Esta decisión puede explicarse por varios motivos. Parece estar operando, por ejemplo, una tentación parlamentarista. La sola idea de poder derribar ministros e intendentes resulta muy atractiva para cualquier asamblea. De hecho, tal fue la actitud de la oposición a la Unidad Popular, dando nacimiento a los célebres enroques de Salvador Allende. No obstante, se trata de una distorsión muy profunda de nuestro ordenamiento. El régimen chileno es presidencial, y la izquierda lo ha asumido así cuando ha ejercido el poder. No es serio que sectores democráticos se presten para una aventura de este tipo, que solo horada más nuestras dañadas instituciones.

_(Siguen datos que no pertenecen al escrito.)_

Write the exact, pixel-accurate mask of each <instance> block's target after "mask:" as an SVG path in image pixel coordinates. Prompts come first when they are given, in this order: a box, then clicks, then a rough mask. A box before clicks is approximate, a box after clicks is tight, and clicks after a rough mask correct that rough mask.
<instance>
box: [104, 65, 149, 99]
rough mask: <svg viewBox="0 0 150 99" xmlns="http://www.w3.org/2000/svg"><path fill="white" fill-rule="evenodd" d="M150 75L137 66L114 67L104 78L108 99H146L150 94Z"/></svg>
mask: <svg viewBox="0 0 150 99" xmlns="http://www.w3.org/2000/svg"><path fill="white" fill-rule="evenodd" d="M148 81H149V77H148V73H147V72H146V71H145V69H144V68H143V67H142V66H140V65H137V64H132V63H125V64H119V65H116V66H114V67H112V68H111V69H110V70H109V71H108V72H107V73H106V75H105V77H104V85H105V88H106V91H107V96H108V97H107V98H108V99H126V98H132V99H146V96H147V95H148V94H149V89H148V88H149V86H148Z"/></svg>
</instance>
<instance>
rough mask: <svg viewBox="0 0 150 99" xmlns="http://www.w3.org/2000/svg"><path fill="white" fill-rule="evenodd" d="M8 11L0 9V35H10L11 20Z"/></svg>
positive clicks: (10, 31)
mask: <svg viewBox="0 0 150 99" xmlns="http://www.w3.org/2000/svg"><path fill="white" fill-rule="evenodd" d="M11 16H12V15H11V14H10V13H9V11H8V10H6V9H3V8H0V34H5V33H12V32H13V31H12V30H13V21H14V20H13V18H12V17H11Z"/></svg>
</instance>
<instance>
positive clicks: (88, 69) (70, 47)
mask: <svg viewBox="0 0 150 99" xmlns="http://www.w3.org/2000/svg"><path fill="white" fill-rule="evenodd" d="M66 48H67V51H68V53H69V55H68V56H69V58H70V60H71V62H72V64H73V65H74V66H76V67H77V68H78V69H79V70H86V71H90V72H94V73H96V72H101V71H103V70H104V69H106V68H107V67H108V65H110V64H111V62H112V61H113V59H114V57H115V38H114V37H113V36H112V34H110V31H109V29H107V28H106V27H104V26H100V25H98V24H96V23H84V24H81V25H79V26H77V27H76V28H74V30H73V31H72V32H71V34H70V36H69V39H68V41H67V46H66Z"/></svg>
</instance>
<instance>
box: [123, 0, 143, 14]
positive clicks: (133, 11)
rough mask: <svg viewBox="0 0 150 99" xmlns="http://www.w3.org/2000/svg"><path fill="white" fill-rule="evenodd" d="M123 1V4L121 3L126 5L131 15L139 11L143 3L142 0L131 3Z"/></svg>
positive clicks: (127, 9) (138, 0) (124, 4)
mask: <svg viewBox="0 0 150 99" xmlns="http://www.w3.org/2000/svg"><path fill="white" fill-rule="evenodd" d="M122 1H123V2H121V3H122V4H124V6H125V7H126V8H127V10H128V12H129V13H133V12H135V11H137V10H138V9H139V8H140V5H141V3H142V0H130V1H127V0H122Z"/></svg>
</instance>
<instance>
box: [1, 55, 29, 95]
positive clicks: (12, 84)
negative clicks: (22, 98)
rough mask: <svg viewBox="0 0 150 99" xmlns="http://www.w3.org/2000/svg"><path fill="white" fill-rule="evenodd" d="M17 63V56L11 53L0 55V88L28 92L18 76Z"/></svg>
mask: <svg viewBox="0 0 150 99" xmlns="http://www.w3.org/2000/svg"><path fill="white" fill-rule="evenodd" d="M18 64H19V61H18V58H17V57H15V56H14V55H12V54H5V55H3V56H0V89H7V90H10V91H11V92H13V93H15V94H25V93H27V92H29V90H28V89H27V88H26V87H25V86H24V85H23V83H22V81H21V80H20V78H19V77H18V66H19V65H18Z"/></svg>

Por otro lado, resulta evidente que el único modo que tiene la oposición para mostrar cierta unidad es el enfrentamiento con el Ejecutivo. En cualquier otra materia, emergen las naturales diferencias entre demócrata cristianos, social demócratas, comunistas y asambleístas de todos los colores. Con todo, esa unidad es muy ilusoria, pues solo tiene poder de destrucción. Eso podría servir, quizás, en otro contexto, pero acá no es solo el Gobierno el que está desplomado, sino todo el sistema. En ese sentido, incrementar el conflicto, alejándose de las preocupaciones ciudadanas, no le dará rédito alguno a la oposición. Dicho de otro modo, a un gobierno más frágil no le sigue —ni de lejos— una oposición más fuerte, sino simplemente el vacío. Por otro lado, en la acusación confluyen sectores que buscan explícitamente derribar al Gobierno, junto con otros que (aún) valoran la estabilidad institucional. Actuar juntos en las acusaciones vuelve muy difusa esa distinción y en esa lógica solo pueden ganar los más radicalizados.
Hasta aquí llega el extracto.